Lucy estaba delante de mí en la habitación frontal de su antigua casa. En un instante en que parecía que no hubiese más personas en la Tierra, le dije: “Abuelito ha muerto hoy”
Nos abrazamos y escuché como me musitaba al oído que su abuelito no iba a volver a casa y que no volvería a hablar con él.

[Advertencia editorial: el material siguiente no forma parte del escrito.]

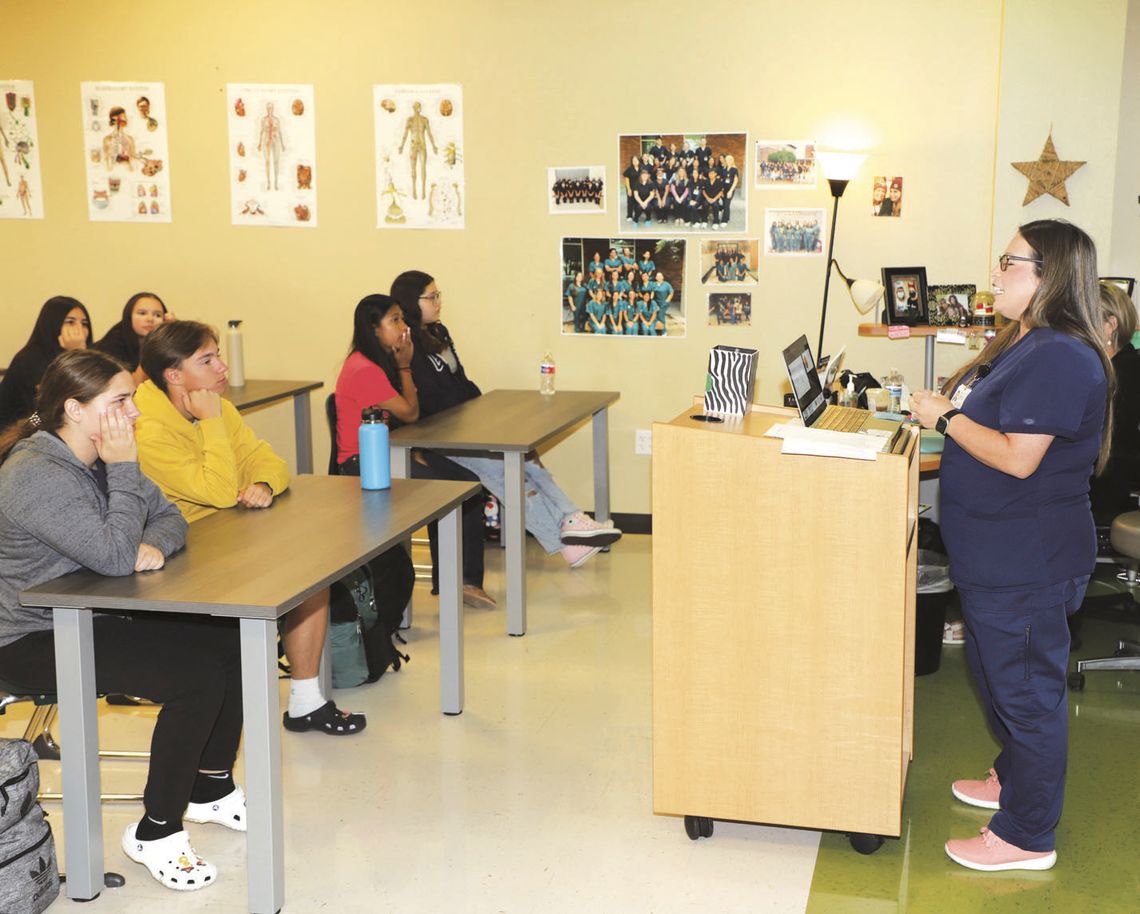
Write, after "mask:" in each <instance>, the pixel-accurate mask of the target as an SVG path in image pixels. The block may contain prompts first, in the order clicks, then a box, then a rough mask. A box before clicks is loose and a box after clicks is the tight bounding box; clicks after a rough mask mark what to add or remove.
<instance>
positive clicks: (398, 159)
mask: <svg viewBox="0 0 1140 914" xmlns="http://www.w3.org/2000/svg"><path fill="white" fill-rule="evenodd" d="M372 95H373V117H374V119H375V120H374V123H375V137H376V227H377V228H383V229H407V228H435V229H462V228H463V227H464V217H463V211H464V204H465V198H464V195H465V193H466V187H465V182H464V177H463V153H464V145H463V88H462V87H461V85H450V84H447V85H445V84H439V85H374V87H373V88H372Z"/></svg>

Cuando paramos de llorar le sugerí que fuésemos a la feria. Estuvimos de acuerdo en que abuelito hubiese querido que fuésemos. Fuimos a la feria nocturna y montamos en las atracciones y comimos buñuelos. Sorprendentemente, Lucy incluso ganó un pez. Aquella noche brotó en mi una calma bienhechora, un sentimiento que parecía casar bien con la felicidad de una noche de juegos de verano. Y después, cuando llevé a la nieta de Sid de vuelta con su madre, conduje sabiendo que todo saldría bien.
La puerta del garaje se abre. Dentro están las Vincents.

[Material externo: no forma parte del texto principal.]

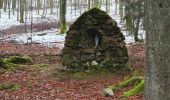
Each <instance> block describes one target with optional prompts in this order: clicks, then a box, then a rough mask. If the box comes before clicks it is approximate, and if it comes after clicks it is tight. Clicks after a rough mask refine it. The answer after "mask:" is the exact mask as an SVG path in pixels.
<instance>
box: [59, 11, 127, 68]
mask: <svg viewBox="0 0 170 100" xmlns="http://www.w3.org/2000/svg"><path fill="white" fill-rule="evenodd" d="M124 40H125V37H124V35H123V34H122V33H121V31H120V28H119V27H118V26H117V23H116V22H115V21H114V20H113V19H112V18H111V17H110V16H109V15H108V14H107V13H106V12H104V11H101V10H99V9H97V8H93V9H91V10H89V11H87V12H85V13H83V14H82V15H81V16H80V17H79V18H78V19H77V20H76V21H75V22H74V23H73V25H71V26H70V28H69V31H68V32H67V36H66V38H65V47H64V48H63V50H62V57H61V61H62V65H63V66H65V67H66V69H67V70H68V71H79V70H87V69H88V67H89V66H90V65H94V64H96V65H100V66H102V67H106V68H108V70H109V71H116V70H119V69H121V68H124V67H125V66H126V63H127V62H128V52H127V48H126V47H125V45H126V43H125V42H124Z"/></svg>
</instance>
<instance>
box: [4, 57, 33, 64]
mask: <svg viewBox="0 0 170 100" xmlns="http://www.w3.org/2000/svg"><path fill="white" fill-rule="evenodd" d="M6 62H8V63H13V64H28V63H33V61H32V59H31V57H29V56H23V57H19V56H12V57H9V58H8V59H6Z"/></svg>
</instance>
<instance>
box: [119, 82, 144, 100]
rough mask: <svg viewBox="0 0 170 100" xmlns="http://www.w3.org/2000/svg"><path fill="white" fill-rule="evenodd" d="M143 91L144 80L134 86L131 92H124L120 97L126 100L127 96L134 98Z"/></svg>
mask: <svg viewBox="0 0 170 100" xmlns="http://www.w3.org/2000/svg"><path fill="white" fill-rule="evenodd" d="M142 91H144V80H142V81H141V82H140V83H139V84H138V85H137V86H135V87H134V88H132V89H131V90H129V91H127V92H125V93H124V94H123V95H122V97H123V98H126V97H129V96H134V95H136V94H138V93H140V92H142Z"/></svg>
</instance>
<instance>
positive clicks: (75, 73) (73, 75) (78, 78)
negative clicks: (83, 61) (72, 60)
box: [73, 72, 87, 79]
mask: <svg viewBox="0 0 170 100" xmlns="http://www.w3.org/2000/svg"><path fill="white" fill-rule="evenodd" d="M86 76H87V74H86V73H84V72H75V73H74V74H73V78H75V79H83V78H85V77H86Z"/></svg>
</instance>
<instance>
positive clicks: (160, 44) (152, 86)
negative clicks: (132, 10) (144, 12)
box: [145, 0, 170, 100]
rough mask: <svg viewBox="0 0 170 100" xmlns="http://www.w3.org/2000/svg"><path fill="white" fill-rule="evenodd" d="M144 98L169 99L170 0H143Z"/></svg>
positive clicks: (151, 98) (164, 99) (147, 99)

No la Meteor de Sid. Vendida.
Tampoco la Black Shadow de Big Sid. Sid me había dicho que la construiría yo y así lo hice. Tiempo después vi cómo la otorgaban de un golpe de martillo en Las Vegas en la subasta de 2016 de Bonham. Escuché al subastador decir: “Todos sabemos por qué estamos pujando por ésta. Su asociación con la familia y la perfección de la máquina”. Segundos después ya había volado; la quinta venta más alta registrada aquel fin de semana.
Pero a día de hoy, para Vincent, en este garaje hay tres motos que admirar: la Vincati, mi Shadow y Tina.
“Vincent”, le dije, “todas estas motos las construyó tu abuelo”.
Y entonces, igual que había hecho años atrás con Lucy, le ayudé a subirse para su primer paseo en una Vincent, mi Shadow.